Erdoğan'ın konuşmasından satır başları;
Diyarbakır annelerinin evlat nöbetinden korkmalarının temel sebebi de işte Türkiye'nin teröre şiddete gözünü kan bürümüş katil sürülerine karşı yürüttüğü mücadeleyi İnşallah analarının da desteği ile zafere taşıyacaktır.
Türkiye'de bölücü terörün 40 yıldır bitirilmemesinde bir dönem yapılan yanlışlar kadar kimi basın yayın organlarını terörü meşrulaştırdılar.
Diyarbakır annelerinin sürdürdüğü evlat nöbetinin bu açıdan bir turnusol işlevi gördüğüne inanıyorum.
Kandil'deki teröristlerin reklam ajansına dönüşen kimi medya kuruluşları bırakın Diyarbakır annelerine destek vermeyi yaptıkları haberlerle bu masum eylemi itibarsız hale getirmeye çalıştılar.
Aynı şekilde gönüllü avukatlık hizmeti sunan sözde İnsan Hakları Dernekleri bu annelerin feryatlarına kör ve sağır kesildiler. Ziyaret ettiklerini duydunuz mu?
Sözde insan hakları örgütlerine medyadan yazarlara kadar birçok kesim tam 500 gündür bu meselede üç maymunu oynadı.
Radyo Televizyon Gazetecileri Derneği'mizin Diyarbakır anneleri ile ilgili aldığı insiyatifin daha da anlamlı hale geldiğine inanıyorum.
Hayatımızın her alanında olduğu gibi iletişimde de köklü değişiklikler yaşanıyor. İnsanlık merkezinde teknolojinin yer aldığı yeni bir hayat biçimine doğru yol alıyor.
Bir önceki kuşağın hayal dahi edemediği pek çok imkana bugün teknoloji sayesinde saniyeler içerisinde ulaşabiliyor.
Daha evvel saatlerimizi harcadığımız işleri bugün saniyeler içinde yapabiliyoruz.
Dijitalleşme kolaylıkların yanında ciddi sorunları da beraberinde getiriyor.
Amerikan seçim sonuçları ekseninde süren tartışmalar bizim de bir süredir dile getirdiğimiz sorunları kanıtlıyor.
Asıl tehlikeli olan sosyal medya tröstleri (tekel) siyasete ve özgürlüklere yönelik keyfi ve aleni müdahale cesaretlerini artması.
Demokrasi demokratik kurumları hedef alan şiddet eylemlerini elbette mağdur göremeyiz.

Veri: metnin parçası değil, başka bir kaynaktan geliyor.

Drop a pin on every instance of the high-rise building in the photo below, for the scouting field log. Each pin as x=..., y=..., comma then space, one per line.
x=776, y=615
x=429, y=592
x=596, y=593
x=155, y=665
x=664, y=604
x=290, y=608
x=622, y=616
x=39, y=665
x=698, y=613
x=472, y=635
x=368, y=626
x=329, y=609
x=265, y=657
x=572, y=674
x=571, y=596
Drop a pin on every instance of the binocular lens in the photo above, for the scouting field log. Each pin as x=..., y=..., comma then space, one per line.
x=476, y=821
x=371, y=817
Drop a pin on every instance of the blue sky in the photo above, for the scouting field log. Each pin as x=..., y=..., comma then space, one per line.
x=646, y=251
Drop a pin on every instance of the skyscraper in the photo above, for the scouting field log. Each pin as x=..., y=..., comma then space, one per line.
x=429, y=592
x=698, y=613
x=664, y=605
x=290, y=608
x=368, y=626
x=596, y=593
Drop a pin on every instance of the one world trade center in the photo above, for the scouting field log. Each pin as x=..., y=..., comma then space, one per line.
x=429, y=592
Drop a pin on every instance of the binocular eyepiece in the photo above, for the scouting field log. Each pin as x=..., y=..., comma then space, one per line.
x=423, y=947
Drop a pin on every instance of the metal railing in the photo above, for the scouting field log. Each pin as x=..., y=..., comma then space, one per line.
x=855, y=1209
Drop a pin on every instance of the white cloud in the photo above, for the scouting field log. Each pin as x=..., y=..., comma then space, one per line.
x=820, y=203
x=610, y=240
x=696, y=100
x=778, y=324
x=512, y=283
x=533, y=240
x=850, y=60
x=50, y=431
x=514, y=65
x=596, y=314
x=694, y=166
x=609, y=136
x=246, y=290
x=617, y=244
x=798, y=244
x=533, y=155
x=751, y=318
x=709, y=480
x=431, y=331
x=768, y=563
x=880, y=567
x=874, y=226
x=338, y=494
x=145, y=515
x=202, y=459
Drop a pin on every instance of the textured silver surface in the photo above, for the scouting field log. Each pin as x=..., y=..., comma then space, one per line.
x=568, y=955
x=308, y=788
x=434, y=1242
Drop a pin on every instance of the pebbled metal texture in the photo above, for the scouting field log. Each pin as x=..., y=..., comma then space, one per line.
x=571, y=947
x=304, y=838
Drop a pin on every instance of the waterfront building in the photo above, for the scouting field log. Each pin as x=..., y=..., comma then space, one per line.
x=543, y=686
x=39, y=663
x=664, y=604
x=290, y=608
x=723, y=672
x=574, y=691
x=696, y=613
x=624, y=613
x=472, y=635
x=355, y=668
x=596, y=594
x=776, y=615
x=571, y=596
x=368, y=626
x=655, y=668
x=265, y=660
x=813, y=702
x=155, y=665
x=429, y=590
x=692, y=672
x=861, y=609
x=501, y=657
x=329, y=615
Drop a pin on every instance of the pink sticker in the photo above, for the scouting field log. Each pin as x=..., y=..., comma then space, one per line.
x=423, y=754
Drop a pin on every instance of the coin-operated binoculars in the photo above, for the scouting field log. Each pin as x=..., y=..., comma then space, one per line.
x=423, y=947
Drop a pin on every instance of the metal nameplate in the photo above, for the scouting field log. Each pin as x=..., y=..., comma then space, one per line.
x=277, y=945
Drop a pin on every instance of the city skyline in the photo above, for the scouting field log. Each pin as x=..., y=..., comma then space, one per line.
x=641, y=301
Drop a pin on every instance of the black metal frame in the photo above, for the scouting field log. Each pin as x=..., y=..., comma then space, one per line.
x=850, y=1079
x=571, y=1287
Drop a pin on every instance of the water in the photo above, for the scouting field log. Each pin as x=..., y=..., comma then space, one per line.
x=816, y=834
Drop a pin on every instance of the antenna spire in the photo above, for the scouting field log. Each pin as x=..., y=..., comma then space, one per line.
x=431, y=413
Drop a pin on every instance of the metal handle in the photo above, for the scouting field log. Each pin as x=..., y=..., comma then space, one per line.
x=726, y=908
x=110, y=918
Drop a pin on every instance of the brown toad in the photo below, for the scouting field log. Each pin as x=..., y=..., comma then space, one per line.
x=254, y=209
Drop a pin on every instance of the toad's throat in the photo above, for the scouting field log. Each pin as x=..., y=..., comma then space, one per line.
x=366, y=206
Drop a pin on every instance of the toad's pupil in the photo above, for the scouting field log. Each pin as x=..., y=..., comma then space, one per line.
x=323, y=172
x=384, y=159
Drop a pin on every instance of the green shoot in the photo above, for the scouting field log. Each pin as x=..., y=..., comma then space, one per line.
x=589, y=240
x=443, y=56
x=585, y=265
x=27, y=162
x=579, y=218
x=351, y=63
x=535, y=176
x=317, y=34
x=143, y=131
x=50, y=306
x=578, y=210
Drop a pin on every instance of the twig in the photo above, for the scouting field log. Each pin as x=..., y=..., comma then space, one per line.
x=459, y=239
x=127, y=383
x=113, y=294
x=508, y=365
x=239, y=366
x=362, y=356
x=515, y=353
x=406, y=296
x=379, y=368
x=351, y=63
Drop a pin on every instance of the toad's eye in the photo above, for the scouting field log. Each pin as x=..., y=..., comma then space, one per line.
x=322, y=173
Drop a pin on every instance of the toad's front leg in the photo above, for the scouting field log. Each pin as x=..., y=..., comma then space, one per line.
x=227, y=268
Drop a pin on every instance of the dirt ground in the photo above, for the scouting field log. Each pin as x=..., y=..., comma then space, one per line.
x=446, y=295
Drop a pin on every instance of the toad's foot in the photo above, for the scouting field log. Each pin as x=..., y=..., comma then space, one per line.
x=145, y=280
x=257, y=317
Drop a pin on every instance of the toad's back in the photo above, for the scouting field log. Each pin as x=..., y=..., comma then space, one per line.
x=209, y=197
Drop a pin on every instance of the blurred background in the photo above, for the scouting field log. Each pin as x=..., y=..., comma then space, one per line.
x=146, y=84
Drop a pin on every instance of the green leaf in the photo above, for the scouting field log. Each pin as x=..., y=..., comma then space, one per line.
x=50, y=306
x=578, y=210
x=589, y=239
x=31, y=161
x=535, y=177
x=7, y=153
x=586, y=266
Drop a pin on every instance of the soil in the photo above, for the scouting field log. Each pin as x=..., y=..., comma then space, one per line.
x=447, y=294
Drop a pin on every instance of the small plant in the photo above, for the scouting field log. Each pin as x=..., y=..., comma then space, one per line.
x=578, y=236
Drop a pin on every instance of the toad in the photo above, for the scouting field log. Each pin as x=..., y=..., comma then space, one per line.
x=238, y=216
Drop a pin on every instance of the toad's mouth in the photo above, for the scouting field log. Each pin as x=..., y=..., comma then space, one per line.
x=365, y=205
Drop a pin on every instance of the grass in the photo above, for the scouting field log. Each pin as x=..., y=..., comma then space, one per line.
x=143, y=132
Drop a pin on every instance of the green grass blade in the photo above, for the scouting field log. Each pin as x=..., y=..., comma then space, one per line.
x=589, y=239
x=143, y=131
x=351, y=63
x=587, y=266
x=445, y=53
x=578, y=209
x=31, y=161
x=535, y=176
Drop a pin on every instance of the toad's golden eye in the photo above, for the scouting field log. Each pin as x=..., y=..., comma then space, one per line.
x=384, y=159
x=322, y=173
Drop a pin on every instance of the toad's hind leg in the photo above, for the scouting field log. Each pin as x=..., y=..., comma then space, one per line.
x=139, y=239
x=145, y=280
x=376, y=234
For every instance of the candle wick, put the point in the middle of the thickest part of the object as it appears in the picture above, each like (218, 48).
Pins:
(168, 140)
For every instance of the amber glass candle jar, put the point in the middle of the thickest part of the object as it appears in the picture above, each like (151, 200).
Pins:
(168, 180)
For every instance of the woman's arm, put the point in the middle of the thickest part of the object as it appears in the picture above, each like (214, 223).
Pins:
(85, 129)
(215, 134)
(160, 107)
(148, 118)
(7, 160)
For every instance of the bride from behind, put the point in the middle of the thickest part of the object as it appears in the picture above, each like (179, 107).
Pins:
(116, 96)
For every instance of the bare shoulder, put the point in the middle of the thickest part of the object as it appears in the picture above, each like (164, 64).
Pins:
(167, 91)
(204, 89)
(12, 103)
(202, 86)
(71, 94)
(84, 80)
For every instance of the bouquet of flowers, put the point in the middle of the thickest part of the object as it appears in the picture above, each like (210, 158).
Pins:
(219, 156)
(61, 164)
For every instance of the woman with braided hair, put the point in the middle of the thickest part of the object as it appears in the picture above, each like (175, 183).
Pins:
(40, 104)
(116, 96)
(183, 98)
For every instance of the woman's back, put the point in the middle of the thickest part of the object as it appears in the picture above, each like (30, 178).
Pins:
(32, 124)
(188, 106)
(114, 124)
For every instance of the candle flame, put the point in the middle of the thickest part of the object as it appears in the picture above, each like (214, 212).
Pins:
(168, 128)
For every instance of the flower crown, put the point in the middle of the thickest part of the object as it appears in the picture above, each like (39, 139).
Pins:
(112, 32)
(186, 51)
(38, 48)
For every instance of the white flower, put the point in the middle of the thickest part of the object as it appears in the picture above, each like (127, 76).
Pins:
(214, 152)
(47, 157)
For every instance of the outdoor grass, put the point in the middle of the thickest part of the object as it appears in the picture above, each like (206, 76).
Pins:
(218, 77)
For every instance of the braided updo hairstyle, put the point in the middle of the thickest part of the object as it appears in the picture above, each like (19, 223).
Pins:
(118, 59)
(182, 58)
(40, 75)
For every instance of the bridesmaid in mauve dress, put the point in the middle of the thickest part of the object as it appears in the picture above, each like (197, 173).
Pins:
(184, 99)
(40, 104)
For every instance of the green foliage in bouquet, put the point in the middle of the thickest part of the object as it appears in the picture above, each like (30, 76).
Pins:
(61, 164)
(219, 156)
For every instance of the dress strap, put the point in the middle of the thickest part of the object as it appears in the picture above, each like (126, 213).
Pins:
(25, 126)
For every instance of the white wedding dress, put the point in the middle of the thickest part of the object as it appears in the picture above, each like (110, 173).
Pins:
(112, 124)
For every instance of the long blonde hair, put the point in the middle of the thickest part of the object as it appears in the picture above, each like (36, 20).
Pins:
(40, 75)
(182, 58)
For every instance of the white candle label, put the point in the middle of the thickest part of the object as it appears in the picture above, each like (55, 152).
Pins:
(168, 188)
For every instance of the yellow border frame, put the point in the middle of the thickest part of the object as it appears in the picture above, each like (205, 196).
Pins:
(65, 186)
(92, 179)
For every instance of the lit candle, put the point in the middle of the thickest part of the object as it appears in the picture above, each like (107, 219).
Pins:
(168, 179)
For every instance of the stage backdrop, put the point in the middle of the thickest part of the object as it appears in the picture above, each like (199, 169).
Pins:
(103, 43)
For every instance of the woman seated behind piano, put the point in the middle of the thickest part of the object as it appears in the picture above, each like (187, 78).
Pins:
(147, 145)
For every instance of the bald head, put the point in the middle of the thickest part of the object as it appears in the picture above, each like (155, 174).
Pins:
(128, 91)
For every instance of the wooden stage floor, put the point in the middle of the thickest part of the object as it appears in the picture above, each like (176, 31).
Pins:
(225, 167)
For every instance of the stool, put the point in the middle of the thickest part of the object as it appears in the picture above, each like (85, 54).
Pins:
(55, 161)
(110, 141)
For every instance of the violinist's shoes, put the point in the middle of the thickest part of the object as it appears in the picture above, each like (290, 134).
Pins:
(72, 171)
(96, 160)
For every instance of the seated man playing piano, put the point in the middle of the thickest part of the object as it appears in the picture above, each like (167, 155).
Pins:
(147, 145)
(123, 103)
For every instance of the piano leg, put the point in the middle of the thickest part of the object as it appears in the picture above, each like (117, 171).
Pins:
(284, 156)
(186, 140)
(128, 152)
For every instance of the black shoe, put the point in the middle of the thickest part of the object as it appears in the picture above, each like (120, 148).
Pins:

Ancak insanların iletişimi söz konusu sosyal medya şirketlerinin devletlerin vatandaşlarını koruma amacıyla attığı adımlara özellikle verdikleri tepkileri de gayet iyi biliyoruz.
Türk mahkemelerinin terörü ve şiddeti öven hesaplarla ilgili kararlarının hemen hiçbirini uygulamamasıdır.
Türkiye olarak Gezi olaylarından başlayarak bugüne kadar sosyal medya şirketlerinin birçok keyfi kararlarına maruz kaldı
Ülkemiz sınırları içinde teröre izin vermiyorsak sanal dünyada da terör propagandasına terörün zemin kazanmasına müsaade edemeyiz.
Türkiye'nin verisi Türkiye'de kalmalı diyerek başlattığımız çalışmalar da önemli mesafe aldık geçen hafta yaşanan hadiselerden sonra İnşallah bu çalışmaları daha da hızlandıracağız.
Medyanın toplum adına kamuoyu oluşturan bir kuvvetten ziyade kendisini siyasetin, yargının, yasamanın yerine koyan bir anlayışa sürüklenmesi en büyük zararı kendine verir.
Darbe dönemlerinde Türk medyasının nasıl kötü bir görüntüye sürüklendiğini hepimiz gayet iyi hatırlıyoruz.
Medya Oscarlarına layık görülen basın mensuplarımızın ve kuruluşlarımızı tekrar tebrik ediyorum her birinize çalışmalarınızda başarılar diliyorum.